Sant’Elia. Qui all’inizio c’erano soltanto paludi, sull’orlo del mare, di fronte all’enorme spazio azzurro d’acqua e di cielo del Golfo degli Angeli. Era la zona più a sud della città, poche case, un intrico di viuzze attorno al campanile della chiesa. Un borgo abitato da pescatori. Da loro lavoro veniva il pesce che finiva nel vecchio mercato di San Benedetto. Prima ancora del borgo, nel Seicento che a Cagliari fu spagnolo, qui avevano messo, per decreto vice regio, il Lazzaretto, il luogo per la cura dei lebbrosi, degli intoccabili. Restò tutto più o meno così (a parte il Lazzaretto,da fine Ottocento abbandonato e cadente) sino ai primi anni Settanta del secolo scorso.
Dopo la ferita dei bombardamenti del 1943, che avevano raso al suolo buona parte del cento storico, Cagliari negli anni del boom economico (i Cinquanta e poi per tutti i Sessanta), era cresciuta. Sede dell’amministrazione regionale, centro politico ma anche economico dell’isola. Un’imprenditoria quasi tutta legata ai traffici commerciali con la penisola, comprare e rivendere, rivendere e comprare. Poca industria vera, sino all’arrivo dei Moratti con la loro raffineria a Sarroch, sul finire degli anni Sessanta. Ma anche, in una città in tumultuoso sviluppo urbanistico,speculatori edilizi e palazzinari. Nei primi anni Settanta a Sant’Elia accaddero due cose che cambiarono per sempre il volto del quartiere: la decisione di trasformare la ex zona paludosa bonificata in un’area di edilizia popolare e quella di costruire al limite est il nuovo stadio del Cagliari Calcio.

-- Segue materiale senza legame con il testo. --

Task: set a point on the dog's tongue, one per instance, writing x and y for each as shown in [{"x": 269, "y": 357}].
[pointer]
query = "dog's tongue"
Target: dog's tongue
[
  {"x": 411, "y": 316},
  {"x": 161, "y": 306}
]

Decisioni prese da un’amministrazione comunale di segno moderato, dominata dalle correnti democristiane più conservatrici. Alle quali, però, nessuno si oppose. Cagliari cresceva in popolazione a ritmi esponenziali, la fame di case era grande. E poi la squadra di football era quella dello scudetto, la squadra di Gigi Riva “Rombo di tuono”: si poteva negare all’undici guidato da Manlio Scopigno, che aveva regalato a una città mezzo nobile d’antico lignaggio iberico e mezzo stracciona un sogno che sembrava impossibile? No. E così, sotto la piccola collina dove continuavano a stare i pescatori, nell’avvallamento dove prima era soltanto acqua stagnante e saline, sorsero enormi orrendi palazzoni dove mettere quelli che cercavano casa e non potevano permettersi i prezzi di mercato. E insieme ai casermoni, lo stadio nuovo. Due simboli del benessere conquistato, una carta di credito per l’ingresso nel palcoscenico sul quale si costruiva una miserevole identità nazionale.